Last year, results from a key trial of Johnson & Johnson and Bayer’s Xarelto came into question, as investigators had used a later-recalled monitoring device. But now, the British Medical Journal says the companies knew about the device concerns while the trial was ongoing and did not notify trial monitors or regulators.

Janssen, J&J’s pharma branch, set up a safety recheck program in 2008 after investigators grew worried about accuracy and reliability with the INRatio device they were using to track blood clotting in trial participants, the BMJ reports.

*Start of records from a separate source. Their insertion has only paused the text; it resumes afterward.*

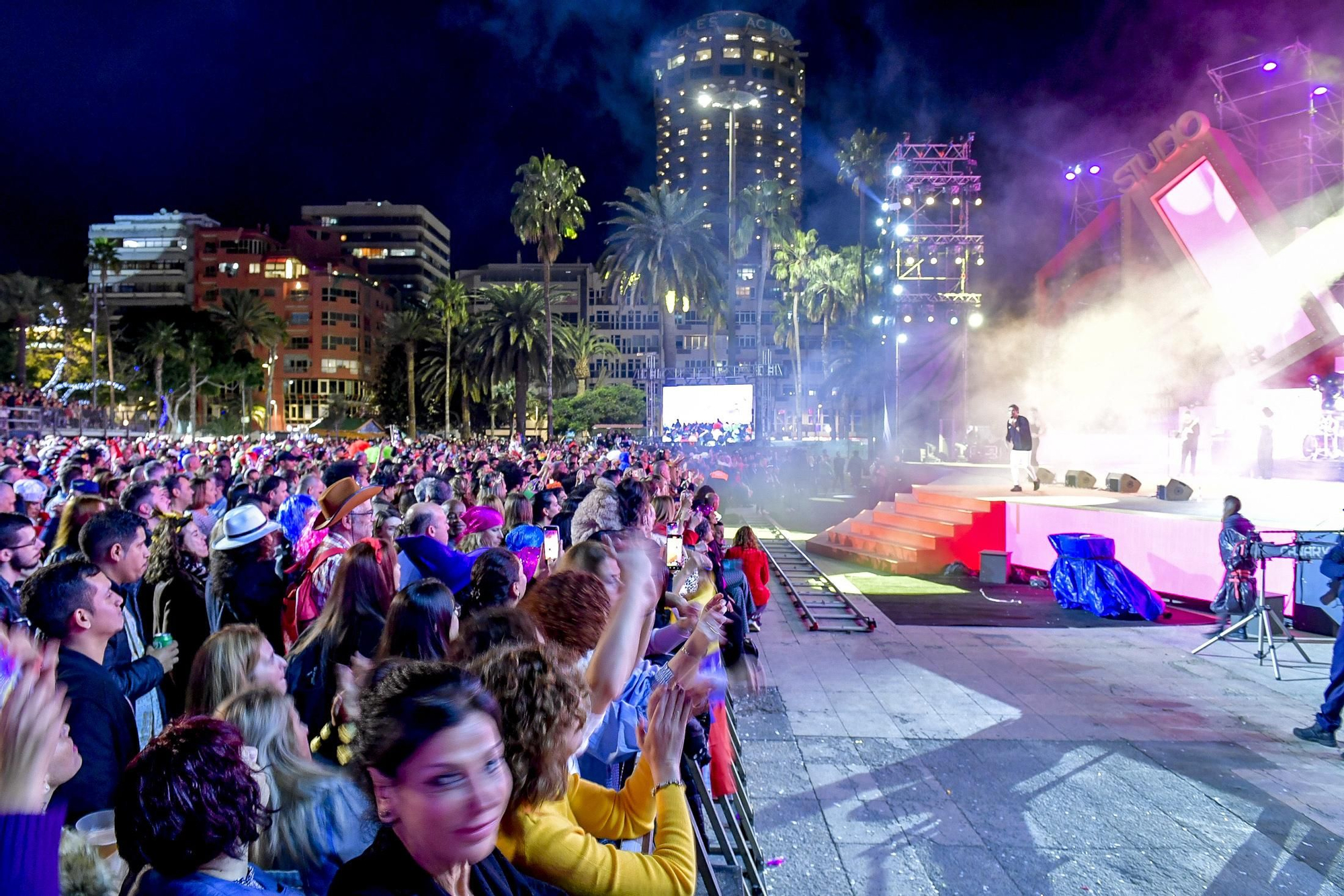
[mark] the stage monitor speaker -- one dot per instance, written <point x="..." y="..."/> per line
<point x="1080" y="480"/>
<point x="1175" y="491"/>
<point x="1123" y="483"/>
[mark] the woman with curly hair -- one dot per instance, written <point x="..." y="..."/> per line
<point x="187" y="809"/>
<point x="232" y="660"/>
<point x="431" y="754"/>
<point x="557" y="821"/>
<point x="79" y="511"/>
<point x="174" y="593"/>
<point x="318" y="813"/>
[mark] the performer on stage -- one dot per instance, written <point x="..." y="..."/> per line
<point x="1189" y="437"/>
<point x="1019" y="459"/>
<point x="1329" y="718"/>
<point x="1237" y="594"/>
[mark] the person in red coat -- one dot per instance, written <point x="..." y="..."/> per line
<point x="756" y="568"/>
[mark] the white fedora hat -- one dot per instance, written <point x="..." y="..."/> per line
<point x="244" y="526"/>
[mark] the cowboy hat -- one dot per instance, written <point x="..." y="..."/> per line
<point x="244" y="526"/>
<point x="341" y="499"/>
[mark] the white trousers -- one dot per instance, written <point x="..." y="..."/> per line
<point x="1019" y="461"/>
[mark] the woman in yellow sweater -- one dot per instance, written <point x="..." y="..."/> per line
<point x="556" y="819"/>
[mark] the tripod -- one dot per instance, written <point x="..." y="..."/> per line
<point x="1265" y="644"/>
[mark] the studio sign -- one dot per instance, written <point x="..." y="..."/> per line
<point x="1190" y="127"/>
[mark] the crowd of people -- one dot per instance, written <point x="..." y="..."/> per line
<point x="350" y="668"/>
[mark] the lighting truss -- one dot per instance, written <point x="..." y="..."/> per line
<point x="928" y="247"/>
<point x="1292" y="136"/>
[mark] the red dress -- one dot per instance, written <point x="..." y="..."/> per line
<point x="757" y="570"/>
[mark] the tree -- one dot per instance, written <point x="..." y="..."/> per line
<point x="103" y="256"/>
<point x="248" y="323"/>
<point x="448" y="303"/>
<point x="404" y="330"/>
<point x="616" y="404"/>
<point x="21" y="300"/>
<point x="861" y="169"/>
<point x="765" y="216"/>
<point x="792" y="261"/>
<point x="580" y="345"/>
<point x="662" y="248"/>
<point x="513" y="341"/>
<point x="548" y="212"/>
<point x="161" y="342"/>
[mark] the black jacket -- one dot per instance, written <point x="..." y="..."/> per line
<point x="388" y="870"/>
<point x="103" y="726"/>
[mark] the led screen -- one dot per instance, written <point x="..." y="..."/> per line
<point x="1260" y="320"/>
<point x="708" y="414"/>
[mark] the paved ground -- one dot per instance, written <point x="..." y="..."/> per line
<point x="1030" y="761"/>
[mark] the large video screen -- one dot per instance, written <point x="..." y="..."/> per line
<point x="708" y="414"/>
<point x="1261" y="319"/>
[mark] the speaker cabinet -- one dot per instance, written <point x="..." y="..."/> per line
<point x="1123" y="483"/>
<point x="1080" y="480"/>
<point x="1175" y="491"/>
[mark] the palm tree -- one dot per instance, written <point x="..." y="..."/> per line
<point x="548" y="212"/>
<point x="861" y="167"/>
<point x="580" y="345"/>
<point x="161" y="342"/>
<point x="663" y="249"/>
<point x="404" y="330"/>
<point x="767" y="214"/>
<point x="448" y="304"/>
<point x="103" y="255"/>
<point x="22" y="298"/>
<point x="249" y="323"/>
<point x="513" y="341"/>
<point x="792" y="261"/>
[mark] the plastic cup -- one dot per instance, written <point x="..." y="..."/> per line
<point x="100" y="828"/>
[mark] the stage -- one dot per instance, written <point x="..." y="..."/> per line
<point x="956" y="511"/>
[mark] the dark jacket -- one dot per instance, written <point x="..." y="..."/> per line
<point x="256" y="597"/>
<point x="388" y="870"/>
<point x="151" y="883"/>
<point x="103" y="726"/>
<point x="1019" y="435"/>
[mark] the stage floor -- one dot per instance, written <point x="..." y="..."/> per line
<point x="1272" y="504"/>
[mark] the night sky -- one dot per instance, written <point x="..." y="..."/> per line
<point x="248" y="109"/>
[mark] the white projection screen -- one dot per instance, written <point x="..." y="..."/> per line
<point x="708" y="414"/>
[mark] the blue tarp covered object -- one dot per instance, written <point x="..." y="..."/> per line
<point x="1089" y="577"/>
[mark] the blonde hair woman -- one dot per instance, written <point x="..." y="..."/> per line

But the company didn’t share the data generated by that recheck program with the trial’s safety monitoring board or with the FDA ahead of the Xarelto approval process, the journal says.

Janssen used the INRatio device to monitor patients in the warfarin arm of the Phase III ROCKET AF trial, a cornerstone of Xarelto's FDA approval filing. That trial compared Xarelto's performance with that of warfarin, the standard of care at the time.

J&J's partner Bayer, which markets Xarelto overseas, knew about the device concerns as the trial progressed, but it didn’t know about the recheck program until earlier this year, the BMJ notes. One Bayer official testified in a lawsuit that Janssen, which conducted and managed the trial, kept the program from the German drugmaker.

U.S. patients are suing both companies, claiming they misled users about Xarelto’s safety and efficacy.

Janssen and Bayer, though, each countered “the central premise of BMJ’s report” in separate statements to FiercePharma

A Janssen spokeswoman pointed out that “the data in question represent fewer than one twentieth of 1% of the 366,000 measurements taken during the ROCKET AF trial and they could not have had any impact on the conclusions of the trial.”

Bayer added that the report includes “misleading statements which may unnecessarily alarm patients.”

J&J and Bayer will “continue to ensure that health authorities receive all required and accurate information regarding past and ongoing clinical trials,” the J&J spokeswoman noted.

The European Medicines Agency, for one, may agree with J&J. After launching a probe last December, the regulatory body announced in February that the device had not distorted the main findings of the study, which established Xarelto's superiority over warfarin as a treatment for atrial fibrillation.

"Xarelto can continue to be used as before, in line with the current prescribing information," the agency said on its website.

Xarelto has been a key product for both companies since it stormed out of the gate, and it currently leads a next-gen anticoagulant market that also comprises Boehringer Ingelheim’s Pradaxa, Pfizer and Bristol-Myers Squibb’s Eliquis and Daiichi Sankyo’s Savaysa. Just last week, new Bayer CEO Werner Baumann raised peak sales potential for the drug, taking the company estimate to more than €5 billion from €3.5 billion.